Доктор нервно посмотрел на «Берретту» Пайка.
— Вы сказали, что отпустите меня. Я сделал то, что вы просили.
— Так и есть. Я благодарю вас за это. — Пайк соскользнул со стола для осмотра. Он сделал два шага назад к двери. Его одежда лежала аккуратной стопкой на стуле. Его винтовка «Винчестер 70» стояла прислоненная к стулу. — Однако, все еще больно, черт возьми.

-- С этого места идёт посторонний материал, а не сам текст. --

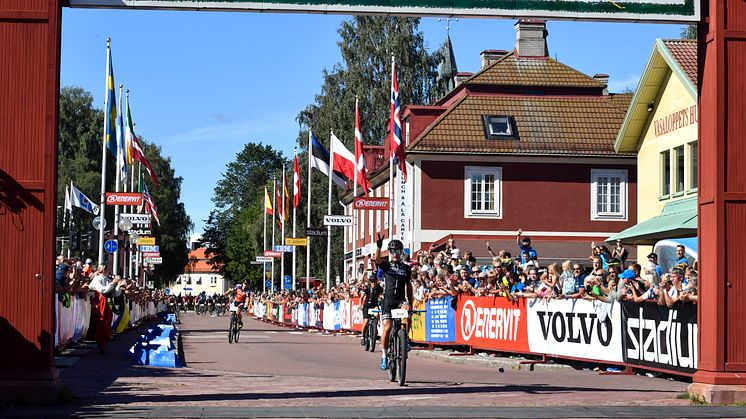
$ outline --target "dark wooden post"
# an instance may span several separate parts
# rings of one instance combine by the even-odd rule
[[[699,371],[689,392],[746,401],[746,2],[699,27]]]
[[[0,1],[0,395],[51,402],[61,9]]]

Он посмотрел на свой новый пистолет, «Беретту» F92. Он всегда ценил хорошие пистолеты «Беретта» F-серии. Уникальный затвор с открытым стволом придавал пистолету особый вид. Пайку нравился его размер. Пистолет хорошо ложился в руки.
Он хотел испытать его.
Доктор прочистил горло.
— Я могу дать вам опиаты, но не смогу полностью снять боль.
Пайк поднял пистолет одной рукой и нацелил его в грудь доктора. Снял с предохранителя.
— Это прискорбно.
Лицо доктора побледнело. Его воспаленные карие глаза расширились. Он поднял дрожащие руки.
— Я сделал то, что вы просили! Пожалуйста, не убивайте меня! У меня есть сын! У меня есть внук…
Пайк выстрелил. На таком расстоянии ему не требовался двуручный хват. Промахнуться просто невозможно.
Доктор замер на мгновение, потрясенный. Он посмотрел вниз на себя, на красное пятно, расползающееся от центра его свитера цвета морской волны. Схватившись за грудь, он опустился на колени.